Whether you take on the project yourself or hire a professional, refinishing your deck can be a complicated job. If you want to be successful and enjoy a beautifully restored deck, there are many potential challenges to consider and prepare for. Here is our professional warning of the top 5 most common deck refinishing problems we encounter every day.
Scheduling deck remodeling is primarily based around mother nature. If there is the slightest chance of rain in the forecast, the refinish will be pushed back until the coast (sky) is clear. While framing is an option, this work is best suited for dry days. The most temperamental step in the process is the application of paint or stain. A well done refinish calls for two coats of a product. If a coat is applied and rain falls before the paint has dried completely, the finish will be compromised and you may see speckles of white spots all over the surface. Rain often leads to repeating the sand and stain process, requiring additional time and hassle to achieve the best finish.

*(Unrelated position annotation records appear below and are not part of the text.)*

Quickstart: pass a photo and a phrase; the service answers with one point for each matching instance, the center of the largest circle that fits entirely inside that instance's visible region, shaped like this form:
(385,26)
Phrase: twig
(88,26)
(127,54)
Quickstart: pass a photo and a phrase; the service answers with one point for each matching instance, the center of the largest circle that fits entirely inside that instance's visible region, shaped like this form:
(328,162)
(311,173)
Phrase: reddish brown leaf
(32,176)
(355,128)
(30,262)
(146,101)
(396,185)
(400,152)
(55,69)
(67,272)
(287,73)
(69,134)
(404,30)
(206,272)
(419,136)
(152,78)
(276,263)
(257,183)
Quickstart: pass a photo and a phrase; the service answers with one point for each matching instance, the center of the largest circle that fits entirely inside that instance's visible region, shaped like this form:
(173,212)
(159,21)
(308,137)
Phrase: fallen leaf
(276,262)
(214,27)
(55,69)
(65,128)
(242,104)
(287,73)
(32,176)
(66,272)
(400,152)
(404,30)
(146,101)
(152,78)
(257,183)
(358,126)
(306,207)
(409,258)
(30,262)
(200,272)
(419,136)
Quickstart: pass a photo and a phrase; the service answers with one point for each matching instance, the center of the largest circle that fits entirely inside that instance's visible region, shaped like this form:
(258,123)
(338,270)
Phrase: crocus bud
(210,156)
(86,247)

Watch the weather closely and plan accordingly. If there is a chance of rain, play it safe so that you save yourself from repeating the work.
Most home owners approach deck restoration through power washing. Power washing can be detrimental to the preservation of your wood. If you over power wash, the wood becomes stripped, allowing dirt and moisture to get trapped inside. Most pressure treating pushes dirt particles inside the wood, having the opposite effect of its intention which is to clean the boards.
Avoid power washing your deck. Hire a professional to sand the wood and re-stain so that you can promote longevity of your wood.
There are many options on the market sold in home improvement stores and paint stores near you. With so many choices, how do you know which stain or paint brand is best? Even some of the well trusted brands offering long term warranties end up chipping and peeling one year after application. Restoring a deck is a labor-intensive and expensive project that should be done once every few years. Poor quality stains could have you restoring the appearance of your deck as an annual maintenance. In addition to the appearance of chipping paint, consider how well the stain protects the wood. While stain serves an aesthetic purpose, its main function is to penetrate the wood and protect the lifespan of the boards.
Speak to specialist who work with companies that paint decks regularly. They will be able to make suggestions based on experienced feedback they receive from their commercial customers. We recommend using an oil based, self-priming product that comes with a manufacturer’s warranty.
Most decks contain pressure treated pin. The sanding process can expose sap stored inside the knots of older boards. Sap makes up the nutrients that once served as the tree’s lifeblood. Sap is less likely to appear with newer wood. Newer practices of kiln dry which crystallizes the sap and reduces the moisture levels of the wood. Non-crystallized sap will continue to seep from the knot to the surface, creating coffee stain-like spots wherever the knots are on the deck.
Treat knots in older wood with knotting solution before staining. This is especially true when applying white and lighter color paints and stains.
An epoxy polymer fills cracks in the wood, providing a long lasting repair. The filler has to be correctly. A poorly mixed or poorly applied epoxy polymer can pop out of the crack with time as it expands and contracts. Additionally, treated wood needs ample time for the sealant to dry. Rain compromises the sealant, and the work has to be repeated.
Leave this extent of repair work to the professionals. In other words, professionals successfully mix and apply.